In 1993, physicist Pinguelli Rosa and the group of the COP (Conference of the Parties) were already warning of the potential exhaustion of Brazilian energy reserves, foreseeing an electricity crisis. Without the conditions for building new power plants quickly (not to mention the high costs), the solution seemed to lie with the thermoelectric power plants, which would make the Bolivian gas even more attractive in economic terms than in diplomatic terms. According to Hage, with a smaller investment and a greater return, they were an invitation for the entry of foreign companies. Hence, he observes, the privatization of companies like Comgás. ‘so there is a certain opportunism of many politicians and old diplomats in attacking the reaction of the present-day government to the action of Bolivia. You may like the Lula government or not, but what happened was the grand finale of what had begun years ago, during the FHC government. You can’t blame the current government exclusively, merely lament having maintained the same model, founded on the fallacy that integration is the solution for the problems of a globalized world”, the professor warns.

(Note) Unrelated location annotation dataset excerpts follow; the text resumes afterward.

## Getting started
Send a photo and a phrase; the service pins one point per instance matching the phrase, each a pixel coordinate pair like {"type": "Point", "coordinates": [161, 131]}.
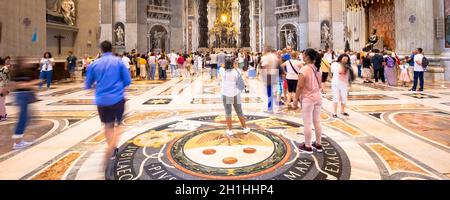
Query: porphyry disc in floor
{"type": "Point", "coordinates": [198, 149]}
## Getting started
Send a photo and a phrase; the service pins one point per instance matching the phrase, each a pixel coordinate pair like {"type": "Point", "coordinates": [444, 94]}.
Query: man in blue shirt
{"type": "Point", "coordinates": [110, 76]}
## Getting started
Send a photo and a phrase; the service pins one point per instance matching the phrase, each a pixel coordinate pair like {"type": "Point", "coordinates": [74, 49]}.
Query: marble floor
{"type": "Point", "coordinates": [175, 130]}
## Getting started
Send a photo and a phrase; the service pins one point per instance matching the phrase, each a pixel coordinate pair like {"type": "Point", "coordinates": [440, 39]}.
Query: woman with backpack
{"type": "Point", "coordinates": [292, 67]}
{"type": "Point", "coordinates": [231, 87]}
{"type": "Point", "coordinates": [308, 90]}
{"type": "Point", "coordinates": [343, 76]}
{"type": "Point", "coordinates": [390, 70]}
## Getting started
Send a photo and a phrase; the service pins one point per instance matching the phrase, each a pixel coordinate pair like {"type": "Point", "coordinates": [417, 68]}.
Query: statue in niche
{"type": "Point", "coordinates": [67, 9]}
{"type": "Point", "coordinates": [290, 41]}
{"type": "Point", "coordinates": [157, 39]}
{"type": "Point", "coordinates": [120, 36]}
{"type": "Point", "coordinates": [373, 39]}
{"type": "Point", "coordinates": [326, 35]}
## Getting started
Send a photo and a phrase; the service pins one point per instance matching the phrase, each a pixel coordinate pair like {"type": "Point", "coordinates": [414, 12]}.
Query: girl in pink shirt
{"type": "Point", "coordinates": [308, 91]}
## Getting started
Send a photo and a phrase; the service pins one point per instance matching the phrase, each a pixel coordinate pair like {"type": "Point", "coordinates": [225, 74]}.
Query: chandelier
{"type": "Point", "coordinates": [359, 4]}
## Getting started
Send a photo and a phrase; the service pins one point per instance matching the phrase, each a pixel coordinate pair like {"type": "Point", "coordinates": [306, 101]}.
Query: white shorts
{"type": "Point", "coordinates": [340, 93]}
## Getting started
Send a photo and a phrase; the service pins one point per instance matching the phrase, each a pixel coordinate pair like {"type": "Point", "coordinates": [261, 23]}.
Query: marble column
{"type": "Point", "coordinates": [245, 23]}
{"type": "Point", "coordinates": [203, 23]}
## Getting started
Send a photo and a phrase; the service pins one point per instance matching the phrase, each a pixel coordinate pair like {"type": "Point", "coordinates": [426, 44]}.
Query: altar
{"type": "Point", "coordinates": [224, 33]}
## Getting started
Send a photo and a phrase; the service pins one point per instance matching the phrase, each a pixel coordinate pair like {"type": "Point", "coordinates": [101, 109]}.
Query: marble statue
{"type": "Point", "coordinates": [326, 35]}
{"type": "Point", "coordinates": [373, 39]}
{"type": "Point", "coordinates": [67, 9]}
{"type": "Point", "coordinates": [291, 39]}
{"type": "Point", "coordinates": [120, 36]}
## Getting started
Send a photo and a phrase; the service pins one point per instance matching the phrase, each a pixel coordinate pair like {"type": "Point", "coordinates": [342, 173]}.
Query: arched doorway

What the Morales government shows, albeit on a modest scale, is a characteristic of the countries that have in their energy resources their greatest trump or vulnerability. Brazil can no longer face this problem with romanticism, clinging to the strategic plan of insertion via physical integration, which leads it to put up with the pique of its neighbors in the name of something greater, South American unity. As Afonso Arinos already used to say, “the act of being regionally integrated has, in principle, the implication that there is a clinging to and respect for the national affirmation of the countries, and not the contrary”. Integration is only for those that do not surrender.